El silencio de Dios, de Rafael Gambra

El silencio de Dios, de Rafael Gambra 

«Soror mea, sponsa» (Ct.4:9b)



«Entonces, poniéndose en pie el Sumo Sacerdote, le dijo: «¿Nada respondes a los que te acusan…?» Pero Jesús permaneció en silencio…» (Mt.26:62-63; cfr Mc.14:60-61)[1].

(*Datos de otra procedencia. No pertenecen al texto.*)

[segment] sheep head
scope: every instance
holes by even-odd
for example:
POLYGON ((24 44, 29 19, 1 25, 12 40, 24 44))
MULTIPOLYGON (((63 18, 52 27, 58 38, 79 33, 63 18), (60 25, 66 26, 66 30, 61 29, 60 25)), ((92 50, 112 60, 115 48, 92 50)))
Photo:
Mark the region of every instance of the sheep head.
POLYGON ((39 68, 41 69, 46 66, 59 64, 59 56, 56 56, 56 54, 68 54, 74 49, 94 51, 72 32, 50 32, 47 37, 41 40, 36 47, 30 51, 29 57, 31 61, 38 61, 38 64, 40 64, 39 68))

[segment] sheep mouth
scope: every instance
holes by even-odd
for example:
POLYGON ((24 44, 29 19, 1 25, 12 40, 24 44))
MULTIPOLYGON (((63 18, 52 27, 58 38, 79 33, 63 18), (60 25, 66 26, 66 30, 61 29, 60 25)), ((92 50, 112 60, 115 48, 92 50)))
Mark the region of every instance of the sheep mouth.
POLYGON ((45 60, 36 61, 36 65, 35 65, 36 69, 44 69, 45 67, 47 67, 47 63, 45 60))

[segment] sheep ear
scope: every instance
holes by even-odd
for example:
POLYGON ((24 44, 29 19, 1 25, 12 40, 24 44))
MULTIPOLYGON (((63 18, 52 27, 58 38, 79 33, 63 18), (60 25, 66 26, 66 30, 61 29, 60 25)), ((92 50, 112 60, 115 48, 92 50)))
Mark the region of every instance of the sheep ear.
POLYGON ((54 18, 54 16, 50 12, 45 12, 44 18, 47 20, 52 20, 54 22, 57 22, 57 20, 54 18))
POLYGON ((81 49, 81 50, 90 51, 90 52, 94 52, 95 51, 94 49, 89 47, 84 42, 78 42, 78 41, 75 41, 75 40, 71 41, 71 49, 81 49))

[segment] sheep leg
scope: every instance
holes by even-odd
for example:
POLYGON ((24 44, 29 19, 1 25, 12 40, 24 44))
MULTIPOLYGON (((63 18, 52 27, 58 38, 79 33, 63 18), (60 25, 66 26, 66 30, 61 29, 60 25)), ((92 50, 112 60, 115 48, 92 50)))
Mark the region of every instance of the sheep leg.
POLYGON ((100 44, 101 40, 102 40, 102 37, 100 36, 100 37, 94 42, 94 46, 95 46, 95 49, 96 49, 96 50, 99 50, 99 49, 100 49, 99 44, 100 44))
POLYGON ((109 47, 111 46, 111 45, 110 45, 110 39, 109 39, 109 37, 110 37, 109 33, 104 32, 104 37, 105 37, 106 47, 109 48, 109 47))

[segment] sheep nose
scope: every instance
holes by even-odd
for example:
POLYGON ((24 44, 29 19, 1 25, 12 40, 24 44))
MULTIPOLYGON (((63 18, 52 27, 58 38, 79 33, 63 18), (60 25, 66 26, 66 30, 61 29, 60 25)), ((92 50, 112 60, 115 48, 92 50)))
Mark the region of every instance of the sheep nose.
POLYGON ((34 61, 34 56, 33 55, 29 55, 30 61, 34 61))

«- Si Dios existiera, no habría permitido al hombre construir un falso paraíso ocultando para siempre el verdadero…
- Tú no sabes hasta dónde puede llegar el silencio de Dios…»
Gustave Thibon“Vous serez comme des dieux”
Fayard, 1985, 190 pp., ISBN: 978-2213016511



“Este libro es un testimonio. No «al sol que más calienta», sino a los astros que fueron ayer estrellas fijas de nuestro destino y que están hoy desapareciendo de nuestro horizonte. Un testimonio en favor del hombre eterno contra los ídolos que ha segregado nuestra locura y que devoran nuestra propia sustancia. Un grito de alarma profético frente al inmenso suicidio colectivo que nos amenaza y que se reviste eufóricamente de los bellos nombres de progreso, de sentido de la historia, de liberación, de democracia, cuando no de ecumenismo o de «aggiornamento».

Por ello, este libro posee todas las virtudes de la novedad. En un siglo en el que reina el conformismo del absurdo y del desorden, en que el ídolo de la revolución permanente se ha convertido en centro de atracción para los rebaños de esclavos teledirigidos, nada hay más nuevo ni más insólito que predicar el retorno a las fuentes y defender la naturaleza y la tradición.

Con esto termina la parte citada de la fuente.